As Asiana Airlines Flight 214 approached the airport 400 feet above San Francisco Bay, it was flying too low and too slow, crash investigators have said. That should have been a warning to the pilot to abort the landing and make another attempt, aviation experts said.

The key part of the airport's automated landing system wasn't working, which forced the pilot to visually guide the massive jetliner onto the runway.

But pilot Lee Kang-kook didn't abort. What was even more baffling is that he and the more experienced co-pilot next to him didn't discuss their predicament. Cockpit voice recordings indicated that the two didn't communicate until less than two seconds before the plane struck a sea wall and then slammed into Runway 28L.

Lee was being supervised by the Capt. Lee Jung-min, though he too did not call for a go-around until 1.5 seconds before the crash -- far too late for the abort to occur. By then, the aircraft's systems were already warning that it was near stall, a condition in which it does not have enough lift to continue flying.

Only seconds earlier, Lee Jung-min had called for more engine power, but that also came too late.

Michael L. Barr, an aviation safety expert and former military pilot who teaches at USC, said the powerful engines on big jetliners can take up to 10 seconds to go from idle to full thrust.
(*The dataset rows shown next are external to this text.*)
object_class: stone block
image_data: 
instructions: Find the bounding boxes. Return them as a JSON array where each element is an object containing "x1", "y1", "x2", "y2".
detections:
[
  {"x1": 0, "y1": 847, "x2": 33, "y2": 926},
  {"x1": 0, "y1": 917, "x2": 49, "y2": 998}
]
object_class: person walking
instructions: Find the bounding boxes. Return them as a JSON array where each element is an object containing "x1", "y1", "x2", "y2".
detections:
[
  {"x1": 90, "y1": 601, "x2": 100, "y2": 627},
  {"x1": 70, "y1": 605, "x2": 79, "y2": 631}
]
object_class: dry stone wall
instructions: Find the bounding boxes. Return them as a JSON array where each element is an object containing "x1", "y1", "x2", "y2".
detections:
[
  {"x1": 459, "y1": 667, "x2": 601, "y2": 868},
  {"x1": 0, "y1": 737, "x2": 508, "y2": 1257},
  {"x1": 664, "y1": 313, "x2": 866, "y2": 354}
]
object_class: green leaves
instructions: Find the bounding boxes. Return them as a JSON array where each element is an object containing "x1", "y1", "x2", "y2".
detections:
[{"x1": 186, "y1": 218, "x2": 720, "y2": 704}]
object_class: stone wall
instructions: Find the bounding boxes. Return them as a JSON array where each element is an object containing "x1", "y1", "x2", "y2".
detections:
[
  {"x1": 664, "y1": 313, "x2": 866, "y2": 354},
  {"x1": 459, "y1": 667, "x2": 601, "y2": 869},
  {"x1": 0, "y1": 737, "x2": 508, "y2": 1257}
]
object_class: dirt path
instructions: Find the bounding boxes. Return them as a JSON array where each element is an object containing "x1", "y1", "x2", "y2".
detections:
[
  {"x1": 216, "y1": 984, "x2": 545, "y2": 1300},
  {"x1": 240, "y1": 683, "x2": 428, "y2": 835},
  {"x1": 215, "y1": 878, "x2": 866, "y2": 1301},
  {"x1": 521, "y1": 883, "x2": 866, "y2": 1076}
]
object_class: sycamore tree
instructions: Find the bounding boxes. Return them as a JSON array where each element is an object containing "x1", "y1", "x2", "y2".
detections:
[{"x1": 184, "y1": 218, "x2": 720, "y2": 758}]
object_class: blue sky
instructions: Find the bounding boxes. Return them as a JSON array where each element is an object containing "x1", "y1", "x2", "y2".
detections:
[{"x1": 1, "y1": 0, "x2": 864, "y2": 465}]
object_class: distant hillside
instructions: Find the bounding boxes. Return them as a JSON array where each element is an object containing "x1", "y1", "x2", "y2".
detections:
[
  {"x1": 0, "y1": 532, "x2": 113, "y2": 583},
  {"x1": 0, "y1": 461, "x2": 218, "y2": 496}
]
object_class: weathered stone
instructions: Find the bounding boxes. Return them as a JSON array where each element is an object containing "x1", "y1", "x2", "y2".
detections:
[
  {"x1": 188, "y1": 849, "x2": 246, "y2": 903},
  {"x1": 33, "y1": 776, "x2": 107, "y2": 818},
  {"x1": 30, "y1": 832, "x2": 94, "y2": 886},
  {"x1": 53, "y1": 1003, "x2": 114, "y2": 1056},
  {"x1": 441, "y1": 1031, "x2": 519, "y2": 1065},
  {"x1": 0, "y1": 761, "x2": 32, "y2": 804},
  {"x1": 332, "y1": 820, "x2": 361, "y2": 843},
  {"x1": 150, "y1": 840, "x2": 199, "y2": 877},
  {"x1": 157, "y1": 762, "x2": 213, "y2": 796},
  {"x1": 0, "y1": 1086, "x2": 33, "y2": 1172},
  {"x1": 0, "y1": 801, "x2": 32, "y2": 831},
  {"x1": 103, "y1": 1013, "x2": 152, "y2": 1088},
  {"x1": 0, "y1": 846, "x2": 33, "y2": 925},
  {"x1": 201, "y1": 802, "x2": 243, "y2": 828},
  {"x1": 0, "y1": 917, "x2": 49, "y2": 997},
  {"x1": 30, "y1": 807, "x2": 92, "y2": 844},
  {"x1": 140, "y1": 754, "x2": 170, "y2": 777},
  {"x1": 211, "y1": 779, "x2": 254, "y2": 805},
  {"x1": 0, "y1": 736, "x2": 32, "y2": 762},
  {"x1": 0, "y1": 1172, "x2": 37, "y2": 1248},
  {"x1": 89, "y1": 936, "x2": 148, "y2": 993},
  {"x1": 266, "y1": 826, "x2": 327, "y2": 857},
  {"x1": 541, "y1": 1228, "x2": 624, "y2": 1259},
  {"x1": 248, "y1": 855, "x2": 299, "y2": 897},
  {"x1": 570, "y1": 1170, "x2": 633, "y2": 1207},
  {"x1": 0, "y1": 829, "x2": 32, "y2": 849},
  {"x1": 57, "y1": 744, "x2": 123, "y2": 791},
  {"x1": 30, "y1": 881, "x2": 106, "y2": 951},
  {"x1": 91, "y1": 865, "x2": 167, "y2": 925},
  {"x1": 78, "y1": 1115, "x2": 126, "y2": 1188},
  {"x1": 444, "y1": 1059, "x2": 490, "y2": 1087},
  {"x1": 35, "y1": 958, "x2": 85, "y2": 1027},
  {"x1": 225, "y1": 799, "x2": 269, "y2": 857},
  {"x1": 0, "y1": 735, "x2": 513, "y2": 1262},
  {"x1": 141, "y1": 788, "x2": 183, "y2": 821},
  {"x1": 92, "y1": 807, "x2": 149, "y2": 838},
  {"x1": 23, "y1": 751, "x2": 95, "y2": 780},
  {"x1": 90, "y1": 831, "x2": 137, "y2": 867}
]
"Ten seconds when you are low to the ground is like a lifetime," he said.

At three seconds before impact, investigators said, the jet's speed dropped to 103 knots and the engines were spooling up but still at only 50% of full power. The jet's aft fuselage clipped the sea wall and the plane slammed into the ground, killing two and injuring dozens more.

Investigators and aviation safety experts focused Monday on why the crew did not recognize the danger they faced and take action.

The lack of the automated systems should not have been a problem, said Jared Testa, chief flight instructor at Embry-Riddle Aeronautical University's Arizona campus.

"In the U.S., pilots are trained in stick and rudder skills and looking out the window of the airplane," he said. "A visual approach should not be unfamiliar to a pilot. They are taught that from the very beginning. We instill the idea of stable approaches from day one."

The National Transportation Safety Board is in the process of interviewing all four pilots aboard the aircraft, the two at the controls and two relief pilots for the long flight. Deborah Hersman, chairwoman of the NTSB, said Monday that investigators will closely examine the crew's coordination in the cockpit.

"We're looking at what they're doing and why they were doing it," Hersman said. "We want to know what they understood."

If communications in the cockpit broke down, investigators and researchers will be looking for company policies or even cultural issues that may have caused the problem. Aviation safety studies have documented that in certain cultures, junior pilots are reluctant to question authority, which violates the entire concept of cockpit management, Meshkati said.